There is plenty they could discuss on the walk south, were it not so cold, were the effort of reading his writing while they walk not opening up to the potential of distraction followed by an attack. Once they're out on the sidewalk, he gives her a missive in his journal:

Tel me about Joe.

And he listens, for however long or short she chooses to talk about Joe, or his pack, or what it was that happened out there on the west coast. It would be better to ask it of a Skald, perhaps, but he asks her. Kinfolk know a different more about their mates than their packmates have. There are sides. Whether or not Joe's were softer, or hidden, she saw a side of him that the rest of the Nation didn't.

They speak of him differently than she does.

They walk until they arrive at her house, and John does not invite himself in. Hovering at the sidewalk, he squints in thought, and writes:

Thank you

For what, he doesn't say. It could be anything; he has more stored inside his skull than he would otherwise let on. His spelling belies his intelligence.

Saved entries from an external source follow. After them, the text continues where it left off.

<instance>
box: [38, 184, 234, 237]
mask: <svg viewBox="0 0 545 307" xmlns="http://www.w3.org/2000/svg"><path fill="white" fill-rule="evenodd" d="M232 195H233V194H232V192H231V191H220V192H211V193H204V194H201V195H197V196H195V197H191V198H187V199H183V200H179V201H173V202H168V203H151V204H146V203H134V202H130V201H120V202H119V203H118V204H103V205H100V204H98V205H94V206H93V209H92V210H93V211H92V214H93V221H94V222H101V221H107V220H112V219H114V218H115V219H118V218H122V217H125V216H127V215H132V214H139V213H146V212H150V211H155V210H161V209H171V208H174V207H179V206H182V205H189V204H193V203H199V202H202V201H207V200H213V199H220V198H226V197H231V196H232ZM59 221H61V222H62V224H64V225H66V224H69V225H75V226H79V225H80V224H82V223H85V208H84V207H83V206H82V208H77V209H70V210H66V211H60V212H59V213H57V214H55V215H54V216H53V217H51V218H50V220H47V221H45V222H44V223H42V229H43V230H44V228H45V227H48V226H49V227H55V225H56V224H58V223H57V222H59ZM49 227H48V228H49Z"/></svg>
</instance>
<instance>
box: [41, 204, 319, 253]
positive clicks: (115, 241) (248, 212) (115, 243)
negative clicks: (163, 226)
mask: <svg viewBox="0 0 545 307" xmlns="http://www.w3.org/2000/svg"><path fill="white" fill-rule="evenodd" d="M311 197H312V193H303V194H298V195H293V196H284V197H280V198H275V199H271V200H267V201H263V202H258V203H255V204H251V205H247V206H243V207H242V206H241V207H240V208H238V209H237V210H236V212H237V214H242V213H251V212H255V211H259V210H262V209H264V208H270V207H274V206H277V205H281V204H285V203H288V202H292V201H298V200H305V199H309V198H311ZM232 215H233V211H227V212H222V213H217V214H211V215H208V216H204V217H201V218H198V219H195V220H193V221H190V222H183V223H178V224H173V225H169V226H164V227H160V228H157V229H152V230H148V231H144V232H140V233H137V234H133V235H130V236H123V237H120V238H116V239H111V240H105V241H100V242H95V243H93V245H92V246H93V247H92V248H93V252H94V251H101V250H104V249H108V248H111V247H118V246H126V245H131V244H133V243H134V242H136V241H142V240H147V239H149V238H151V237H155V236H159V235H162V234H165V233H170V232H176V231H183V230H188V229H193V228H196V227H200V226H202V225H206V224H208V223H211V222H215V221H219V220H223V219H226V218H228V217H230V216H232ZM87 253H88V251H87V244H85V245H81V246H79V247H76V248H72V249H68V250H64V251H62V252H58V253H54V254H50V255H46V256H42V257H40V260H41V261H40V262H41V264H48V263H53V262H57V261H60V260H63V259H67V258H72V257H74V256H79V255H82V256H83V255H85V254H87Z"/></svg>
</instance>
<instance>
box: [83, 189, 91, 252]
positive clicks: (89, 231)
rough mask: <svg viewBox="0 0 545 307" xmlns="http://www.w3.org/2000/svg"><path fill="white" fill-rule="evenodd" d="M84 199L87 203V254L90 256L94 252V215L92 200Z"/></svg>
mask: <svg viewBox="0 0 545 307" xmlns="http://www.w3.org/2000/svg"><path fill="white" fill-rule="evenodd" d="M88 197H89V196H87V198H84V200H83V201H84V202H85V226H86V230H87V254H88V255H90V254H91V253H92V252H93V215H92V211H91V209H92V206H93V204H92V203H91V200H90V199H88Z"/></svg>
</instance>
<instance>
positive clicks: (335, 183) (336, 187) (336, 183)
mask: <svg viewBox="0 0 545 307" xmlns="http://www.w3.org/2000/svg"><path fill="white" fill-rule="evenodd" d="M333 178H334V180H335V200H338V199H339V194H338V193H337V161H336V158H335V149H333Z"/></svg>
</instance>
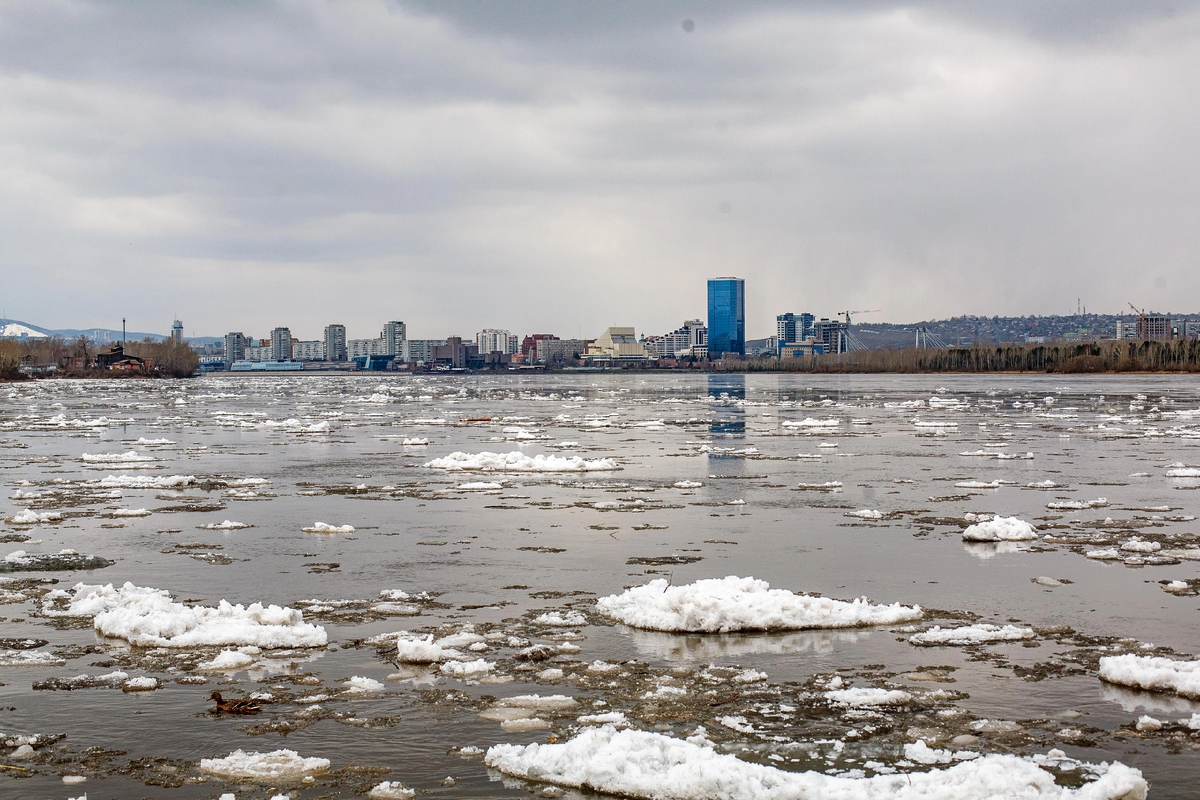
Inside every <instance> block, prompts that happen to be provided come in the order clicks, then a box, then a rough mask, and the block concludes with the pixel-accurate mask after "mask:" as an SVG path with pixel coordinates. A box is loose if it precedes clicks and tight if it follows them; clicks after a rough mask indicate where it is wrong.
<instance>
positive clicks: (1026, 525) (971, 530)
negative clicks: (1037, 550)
mask: <svg viewBox="0 0 1200 800" xmlns="http://www.w3.org/2000/svg"><path fill="white" fill-rule="evenodd" d="M1037 537H1038V531H1037V529H1036V528H1034V527H1033V525H1031V524H1030V523H1027V522H1025V521H1024V519H1018V518H1016V517H995V518H992V519H980V521H979V522H977V523H974V524H973V525H970V527H968V528H967V529H966V530H964V531H962V540H964V541H967V542H1020V541H1026V540H1030V539H1037Z"/></svg>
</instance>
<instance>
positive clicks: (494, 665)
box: [439, 658, 496, 679]
mask: <svg viewBox="0 0 1200 800" xmlns="http://www.w3.org/2000/svg"><path fill="white" fill-rule="evenodd" d="M494 667H496V664H493V663H492V662H490V661H486V660H484V658H476V660H475V661H446V662H445V663H443V664H442V667H440V668H439V670H440V672H442V674H443V675H449V676H451V678H463V679H469V678H478V676H481V675H486V674H487V673H490V672H492V669H493V668H494Z"/></svg>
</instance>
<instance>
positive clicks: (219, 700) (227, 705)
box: [209, 692, 263, 714]
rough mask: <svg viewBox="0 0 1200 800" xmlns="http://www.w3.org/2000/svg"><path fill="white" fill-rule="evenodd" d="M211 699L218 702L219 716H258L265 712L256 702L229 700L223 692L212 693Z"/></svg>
mask: <svg viewBox="0 0 1200 800" xmlns="http://www.w3.org/2000/svg"><path fill="white" fill-rule="evenodd" d="M209 699H210V700H215V702H216V704H217V714H258V712H259V711H262V710H263V709H262V706H260V705H259V704H258V703H257V702H254V700H227V699H224V698H223V697H221V692H212V693H211V694H209Z"/></svg>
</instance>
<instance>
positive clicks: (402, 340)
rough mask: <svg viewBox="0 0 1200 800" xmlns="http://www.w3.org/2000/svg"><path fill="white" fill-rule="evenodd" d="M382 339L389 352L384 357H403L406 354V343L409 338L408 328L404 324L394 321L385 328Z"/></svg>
mask: <svg viewBox="0 0 1200 800" xmlns="http://www.w3.org/2000/svg"><path fill="white" fill-rule="evenodd" d="M382 338H383V341H384V347H385V348H386V349H388V351H386V353H385V354H384V355H397V356H398V355H402V354H403V353H404V341H406V339H407V338H408V327H407V326H406V325H404V323H401V321H398V320H392V321H390V323H388V324H385V325H384V326H383V333H382Z"/></svg>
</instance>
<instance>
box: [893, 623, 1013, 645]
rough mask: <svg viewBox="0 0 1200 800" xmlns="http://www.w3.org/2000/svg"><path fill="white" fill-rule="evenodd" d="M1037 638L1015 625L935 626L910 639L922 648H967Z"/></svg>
mask: <svg viewBox="0 0 1200 800" xmlns="http://www.w3.org/2000/svg"><path fill="white" fill-rule="evenodd" d="M1034 636H1037V634H1036V633H1034V632H1033V628H1032V627H1018V626H1015V625H1003V626H1001V625H986V624H979V625H964V626H962V627H942V626H941V625H935V626H934V627H931V628H929V630H928V631H923V632H920V633H914V634H913V636H910V637H908V643H910V644H916V645H920V646H940V645H953V646H966V645H971V644H989V643H991V642H1020V640H1022V639H1032V638H1033V637H1034Z"/></svg>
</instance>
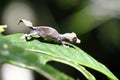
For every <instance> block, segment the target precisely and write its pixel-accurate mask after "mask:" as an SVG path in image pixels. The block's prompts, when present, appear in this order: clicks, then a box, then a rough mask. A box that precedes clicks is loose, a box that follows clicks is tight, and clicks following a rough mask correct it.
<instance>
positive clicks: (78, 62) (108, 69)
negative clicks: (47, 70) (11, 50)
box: [4, 34, 118, 80]
mask: <svg viewBox="0 0 120 80" xmlns="http://www.w3.org/2000/svg"><path fill="white" fill-rule="evenodd" d="M21 36H22V34H15V35H10V36H6V37H5V38H4V39H7V40H9V41H10V42H11V43H12V45H14V46H15V45H17V47H18V48H21V51H19V52H18V50H15V51H14V50H13V52H10V53H12V54H13V55H12V56H11V58H10V59H11V60H13V61H19V62H22V63H24V64H26V65H30V66H31V65H34V66H37V67H38V66H39V64H45V63H46V62H48V61H57V62H61V63H64V64H67V65H70V66H72V67H74V68H76V69H77V70H79V71H80V72H81V73H82V74H83V75H84V76H85V77H86V78H87V79H89V80H95V78H94V76H93V75H92V74H91V73H90V72H89V71H87V70H86V69H85V68H84V67H83V66H85V67H89V68H91V69H94V70H97V71H99V72H101V73H103V74H105V75H106V76H107V77H108V78H109V79H111V80H118V79H117V78H116V77H115V76H114V74H112V72H111V71H110V70H109V69H108V68H106V67H105V66H104V65H103V64H101V63H100V62H98V61H96V60H95V59H94V58H92V57H91V56H90V55H88V54H87V53H86V52H84V51H83V50H81V49H80V48H78V47H76V46H74V45H72V44H70V45H71V46H73V47H74V48H73V47H69V48H65V47H64V46H62V45H58V44H49V43H43V42H40V41H38V40H32V41H27V42H26V41H25V40H21V39H20V37H21ZM12 49H16V46H15V47H12ZM21 53H22V54H21ZM10 55H11V54H10ZM13 57H14V58H13ZM57 80H58V79H57Z"/></svg>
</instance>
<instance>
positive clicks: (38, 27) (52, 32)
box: [19, 19, 80, 44]
mask: <svg viewBox="0 0 120 80" xmlns="http://www.w3.org/2000/svg"><path fill="white" fill-rule="evenodd" d="M20 22H23V23H24V24H25V25H26V26H28V27H29V28H30V29H31V32H30V34H25V35H24V36H23V37H25V38H26V39H27V37H29V36H32V35H33V34H37V35H39V36H40V37H42V38H44V39H45V40H52V41H54V42H58V43H62V44H63V41H68V42H72V43H80V40H79V39H78V38H77V36H76V34H75V33H74V32H72V33H65V34H59V33H58V32H57V30H55V29H54V28H52V27H46V26H38V27H34V26H33V25H32V22H30V21H27V20H25V19H22V20H20V21H19V23H20Z"/></svg>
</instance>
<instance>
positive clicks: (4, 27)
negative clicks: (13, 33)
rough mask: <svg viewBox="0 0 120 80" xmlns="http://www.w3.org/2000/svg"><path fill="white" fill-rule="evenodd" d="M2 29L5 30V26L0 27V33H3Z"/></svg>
mask: <svg viewBox="0 0 120 80" xmlns="http://www.w3.org/2000/svg"><path fill="white" fill-rule="evenodd" d="M4 28H7V25H0V33H1V32H4Z"/></svg>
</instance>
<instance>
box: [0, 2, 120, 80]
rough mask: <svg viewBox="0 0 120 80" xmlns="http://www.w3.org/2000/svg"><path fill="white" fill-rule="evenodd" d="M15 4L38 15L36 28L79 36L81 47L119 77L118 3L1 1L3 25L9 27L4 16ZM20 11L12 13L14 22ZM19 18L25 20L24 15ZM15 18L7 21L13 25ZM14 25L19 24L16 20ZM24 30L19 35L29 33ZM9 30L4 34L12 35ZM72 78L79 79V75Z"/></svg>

[Drew Roscoe] The walk back to where Drew lives-- because it's closer, on the way to wherever he's going, because he can get himself home safe just fine but there was always the chance that a simple-minded mugger could be the end to her (though this was very unlikely, she'd been taught how to keep herself safe, she's staved off Spirals and Fomori before [but she's also been overtaken by them just as easily]). As they walk, he flashes her his journal, asking about Joe.

So she tells him.

Her story is not a brief thing so much as a collection of anecdotes, of tales that she flourishes not with the great poetic skill of a Skald (though, truth be told, that's precisely what she would have been of genetics had turned just a little differently) but with the potentness of someone who trusted, who loved, and furthermore who believed. She regaled him with the story of him saving her and Lonna from a man with a tranq gun and his Spiral counterpart, how he'd dominated another Garou for her honor even after dying, savaging back, and maintaining a hole in his side she could see the pink of his lung through.

She told him about Alaska, how they'd soldiered through a blizzard and how he'd challenged some great snow beast and managed to get away without the mountainous monster gobbling him up whole, luring it away from something precious and out where it needed to be. She told him about Thomas and Kemp and Decker in there, too. She tells him about Ratkin on a runaway bus, about how she had been abducted by Spirals and how Joe, along with a Fianna named Curata, had murdered them both in moments and busted the place down to free them.

She told him about how deep his love for her ran, how honor bound he was to wait and make sure that challenges were appropriate, until he was Jarl, until he knew he could meet whatever challenger that could come calling for her with teeth and come out intact enough to come home to her. About how he was so sure about Portland. About how he was glorious, about how he was honorable, and about how wise he had always been.

She doesn't seem sad through any of this, tears never glass Drew's eyes in all of this storytelling. More than anything, she is proud.

He may note, though, that through all of this his death is not mentioned. That might be something to look into later. For now, though, they are at her home and he is thanking her-- for the story, for the walk home, for taking him from the substation... Perhaps for all. It doesn't matter, she just smiles and thanks him for the walk home, pats the back of his arm just above the elbow, and bids him goodnight.